佐香 あまり考えすぎずに。ナチュラルに。一番最初に出てきた言葉を大切にして作っていきましたね。こういう曲があって、歌詞を載せたんです。でも実は曲と一緒に言葉やメロディが出てくることの方が多いんです。でもこの曲は、曲とメロディがあって、そこに歌いたい気持ちを重ねましたね。

――そしてもう1曲は『ウソと真実』。割と、動と静でいうと、佐香くんの動の部分が出てますよね。非常にエモーショナルで、こういう面もあるのか…と驚いたくらいです。

佐香 そうなんですね。自分でもよくわからなかったんですが、でも作ったことで自分でも「こういう面もあるんだなぁ」って発見のあった曲ですね。きっと普段からここに込めたメッセージのような自分もいるんです。ただそれが表側、とか裏側っていうことではなくて、そもそも自分の中にはこういう感情や想いっていうのは普通にあるので、それを素直に出しただけですね。

――アレンジの妙、みたいなもので激しくなったのか。それとも曲が出来た時から、こういう激しくかき鳴らすような世界観だったのか……。

佐香 ギター1本で弾き語りで曲を作ったときから、このままの世界観でした。
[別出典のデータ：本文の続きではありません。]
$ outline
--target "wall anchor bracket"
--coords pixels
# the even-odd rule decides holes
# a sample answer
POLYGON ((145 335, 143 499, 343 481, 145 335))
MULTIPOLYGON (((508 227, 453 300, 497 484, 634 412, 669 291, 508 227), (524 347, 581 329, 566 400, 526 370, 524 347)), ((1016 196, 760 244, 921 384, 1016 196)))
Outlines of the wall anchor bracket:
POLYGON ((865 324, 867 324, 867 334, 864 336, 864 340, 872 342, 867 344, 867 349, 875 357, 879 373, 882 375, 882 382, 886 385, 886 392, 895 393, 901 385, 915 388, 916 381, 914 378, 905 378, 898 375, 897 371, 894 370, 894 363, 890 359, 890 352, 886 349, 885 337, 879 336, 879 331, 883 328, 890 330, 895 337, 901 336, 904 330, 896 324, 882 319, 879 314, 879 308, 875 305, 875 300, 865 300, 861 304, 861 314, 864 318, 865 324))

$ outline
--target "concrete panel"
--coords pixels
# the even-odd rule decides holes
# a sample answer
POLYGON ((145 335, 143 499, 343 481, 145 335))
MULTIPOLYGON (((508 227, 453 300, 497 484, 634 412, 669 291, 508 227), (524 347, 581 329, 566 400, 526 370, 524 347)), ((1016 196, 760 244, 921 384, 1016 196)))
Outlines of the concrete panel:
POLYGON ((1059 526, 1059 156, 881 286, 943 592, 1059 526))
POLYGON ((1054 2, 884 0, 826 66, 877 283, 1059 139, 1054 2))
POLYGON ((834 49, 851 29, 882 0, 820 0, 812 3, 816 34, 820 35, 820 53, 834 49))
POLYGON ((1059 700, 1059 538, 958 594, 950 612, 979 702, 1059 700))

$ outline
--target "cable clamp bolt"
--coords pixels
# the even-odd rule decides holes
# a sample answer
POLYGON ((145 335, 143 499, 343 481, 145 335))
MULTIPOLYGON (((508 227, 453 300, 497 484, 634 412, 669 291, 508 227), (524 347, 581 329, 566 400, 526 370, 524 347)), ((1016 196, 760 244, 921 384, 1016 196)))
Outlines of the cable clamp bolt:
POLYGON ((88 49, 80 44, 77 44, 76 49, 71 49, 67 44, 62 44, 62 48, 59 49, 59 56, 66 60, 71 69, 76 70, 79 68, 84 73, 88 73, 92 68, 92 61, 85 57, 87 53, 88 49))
かき鳴らして、思うままに言葉をぶつけるようなそんな曲でしたね。

――イメージが変わるというか。ドッキリさせられる曲でしたよね。

佐香 僕、アニメやドラマでもそうなんですが、救いようのない悪いキャラっていうのがすごく好きなんですよ。だから主人公よりも敵が好きだし、普段からそういうことを想っているからこそ出てきたのかなって思うし、僕の音楽の中でもスパイスになる曲なんじゃないかな、と思いますね。

――このシングル1枚でもすごくバラエティに富んだ、広がりある曲が入ってますね。このレンジの広さが出てくるようになったきっかけはあった?世界が広がるような。

佐香 色んなところへ出かけていくようになりましたね。自分の足で。それこそ外に出ることもそうだし。あまり行かないような場所にも行くようになりましたね。札幌以外にも…小樽に行ってみたりしましたし。

――行動的になったんだ?

佐香 自分の足で出かけるようになりました。普段からアンテナを広げるようにもなりましたし。だからこそ今回の「カラフルワールド」みたいな曲も出来た気がします。これまでは自分の中の選択肢やボキャブラリーもまだまだ足りていなかったとも思いますし。外に出て色々と感じるようになったことで変わったような気がします。

――今年は舞台「タンブリング」への出演もありました。何かそこで新たに得たものもあったのかな?

佐香 「タンブリング」は大きかったですね。同年代の人と同じ現場で仕事するってことはなかったので、そういう意味でもちょっとオトナになれた気がしました。あそこでの経験はデカかったですね。今までの自分じゃダメというか。新しいチャンネルでの自分を出すっていう機会でした。もうひとつの自分を構築するっていう作業が必要になりましたし。ダブルキャストで中村誠治郎さんがいらっしゃったんですが、その誠治郎さんが強烈なテンションで演じていらしたので、初挑戦の僕としてはハードルとなり、そしてすごく勉強をさせてくれる人でもあったので、すごくいい機会になりました。声を出して表現をするというのもそうなんですが、舞台でお客さんと繋がる瞬間に笑いが起きたり、ふと涙を浮かべてくれたりするのは本当にすごいことだし、僕が歌うライブとは似ているなって思ったし、舞台上で表現したものが伝わる瞬間というのを改めて感じることが出来ましたね。また機会があったらいいなぁって思います。

――そんな経験を経ていく上でまた「カラフルワールド」がよりカラフルになっていくんでしょうね。そんな佐香くんの今後の目標は?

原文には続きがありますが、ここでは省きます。